A Lab, Medical Equipment, and Technology
In Berkeley, about 70 construction workers raced to convert a Kaiser Permanente warehouse into a $14-million, 7,700-square-foot lab that will be able to process 10,000 COVID-19 tests per day. The lab was under construction 24 hours a day, 7 days a week, and was finished ahead of schedule and under budget in time to open June 1, said Scott Tibbetts, executive director of Kaiser Permanente Northern California Service Delivery.
“A typical job like this would take at least 15 months,” Tibbetts said. “This has been an amazing example of partnership and collaboration.”
Next door to the new lab, teams of employees in the Department of Clinical Technology have been working tirelessly over the past 2 months to procure, assemble, and deploy medical equipment across Northern California to accommodate nearly 1,300 extra hospital beds, as part of a region-wide surge planning, said Jacob Johnson, director of Clinical Systems Engineering.
Teams of IT professionals across Northern California have helped set up technology solutions for Kaiser Permanente employees who transitioned to work from home under the Temporary Remote Work program. So far, they have issued over 4,700 laptops and desktop computers, and are fulfilling more requests as they come in.
In addition, IT employees have been supporting the implementation of nearly 700 devices needed for Northern California triage tents and other surge planning efforts.
Mail-Order Prescriptions, Clean Buildings
Employees at the Kaiser Permanente Mail Order and Pharmacy Call Center in Livermore have been working overtime to accommodate a 28% increase in calls for mail-order prescriptions and critical information requests. The number of calls increased from about 7,000 per day at the beginning of the year to about 9,000 calls per day, said Derek Dwinell, director of Outpatient Pharmacy and Centralized Pharmacy Services.

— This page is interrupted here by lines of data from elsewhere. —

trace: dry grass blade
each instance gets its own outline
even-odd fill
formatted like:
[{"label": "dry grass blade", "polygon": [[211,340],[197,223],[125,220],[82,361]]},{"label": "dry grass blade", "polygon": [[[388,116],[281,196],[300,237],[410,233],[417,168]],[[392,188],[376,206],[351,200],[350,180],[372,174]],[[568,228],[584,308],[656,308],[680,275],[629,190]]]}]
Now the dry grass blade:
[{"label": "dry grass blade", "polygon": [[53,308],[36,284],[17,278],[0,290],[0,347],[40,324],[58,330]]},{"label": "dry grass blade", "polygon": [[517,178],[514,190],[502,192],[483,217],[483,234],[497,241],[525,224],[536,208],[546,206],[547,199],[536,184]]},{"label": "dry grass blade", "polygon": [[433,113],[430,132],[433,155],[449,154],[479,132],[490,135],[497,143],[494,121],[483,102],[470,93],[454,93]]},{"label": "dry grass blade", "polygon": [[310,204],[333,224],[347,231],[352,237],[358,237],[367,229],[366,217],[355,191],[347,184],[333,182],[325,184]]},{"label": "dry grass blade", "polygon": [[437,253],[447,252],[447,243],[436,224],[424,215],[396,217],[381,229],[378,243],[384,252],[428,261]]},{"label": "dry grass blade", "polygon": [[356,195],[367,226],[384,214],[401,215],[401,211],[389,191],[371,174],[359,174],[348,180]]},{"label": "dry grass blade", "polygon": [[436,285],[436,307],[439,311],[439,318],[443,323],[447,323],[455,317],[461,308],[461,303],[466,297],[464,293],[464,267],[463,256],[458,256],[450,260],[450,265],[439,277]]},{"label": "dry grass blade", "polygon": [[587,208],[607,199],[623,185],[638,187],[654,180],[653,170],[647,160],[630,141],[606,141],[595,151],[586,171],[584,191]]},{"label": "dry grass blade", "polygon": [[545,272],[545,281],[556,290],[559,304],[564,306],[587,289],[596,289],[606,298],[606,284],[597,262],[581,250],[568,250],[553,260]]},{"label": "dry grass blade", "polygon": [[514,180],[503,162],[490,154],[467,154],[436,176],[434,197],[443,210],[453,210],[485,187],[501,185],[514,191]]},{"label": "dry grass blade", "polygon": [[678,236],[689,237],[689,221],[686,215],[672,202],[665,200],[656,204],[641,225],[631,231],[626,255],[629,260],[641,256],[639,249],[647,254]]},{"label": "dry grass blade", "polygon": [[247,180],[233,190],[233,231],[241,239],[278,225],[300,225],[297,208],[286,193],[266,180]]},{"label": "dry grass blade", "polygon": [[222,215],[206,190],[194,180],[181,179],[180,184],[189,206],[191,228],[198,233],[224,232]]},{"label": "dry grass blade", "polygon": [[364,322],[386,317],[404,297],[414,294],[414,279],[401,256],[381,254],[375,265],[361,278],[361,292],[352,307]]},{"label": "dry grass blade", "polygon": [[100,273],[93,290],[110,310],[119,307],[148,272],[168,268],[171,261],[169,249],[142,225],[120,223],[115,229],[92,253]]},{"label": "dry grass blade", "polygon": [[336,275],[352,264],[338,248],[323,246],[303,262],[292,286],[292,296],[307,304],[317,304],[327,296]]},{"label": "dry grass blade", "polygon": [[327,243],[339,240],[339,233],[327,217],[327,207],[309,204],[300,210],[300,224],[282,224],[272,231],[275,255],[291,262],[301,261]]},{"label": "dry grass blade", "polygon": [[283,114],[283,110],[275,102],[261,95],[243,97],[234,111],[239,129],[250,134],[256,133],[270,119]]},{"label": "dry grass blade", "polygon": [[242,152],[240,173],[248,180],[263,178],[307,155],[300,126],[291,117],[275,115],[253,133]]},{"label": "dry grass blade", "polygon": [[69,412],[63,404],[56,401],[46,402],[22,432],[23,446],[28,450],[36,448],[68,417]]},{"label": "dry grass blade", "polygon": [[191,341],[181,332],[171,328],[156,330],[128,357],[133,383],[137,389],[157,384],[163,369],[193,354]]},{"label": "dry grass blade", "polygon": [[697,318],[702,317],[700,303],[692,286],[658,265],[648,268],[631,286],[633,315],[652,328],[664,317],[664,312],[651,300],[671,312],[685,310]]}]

As a result, 57% of the prescriptions are now being delivered by mail across Kaiser Permanente Northern California, up from 32% at the beginning of the year, Dwinell said.
About 2,345 EVS employees across Northern California had to intensify their routines to make sure that the 472 buildings they are responsible for are cleaned properly, said Gina Coco, Support Services Administrator at the Kaiser Permanente Vacaville Medical Center.
Coco said that it usually takes no more than 30 minutes to clean a patient’s discharge room, while the room of a COVID-19 positive patient can take at least 90 minutes.
“The difference in the cleaning that the EVS workers have to do is not easy,” Coco said. “Every single surface from the floor to the ceiling has to be cleaned, while wearing full personal protective equipment.”
“Without the important work of our heroes behind the scenes, we wouldn’t be able to fight COVID-19 like we have,” said Tom Hanenburg, interim regional president, Northern California, Kaiser Foundation Hospitals and Health Plan. “We thank every employee for their hard work and dedication during this unprecedented time.”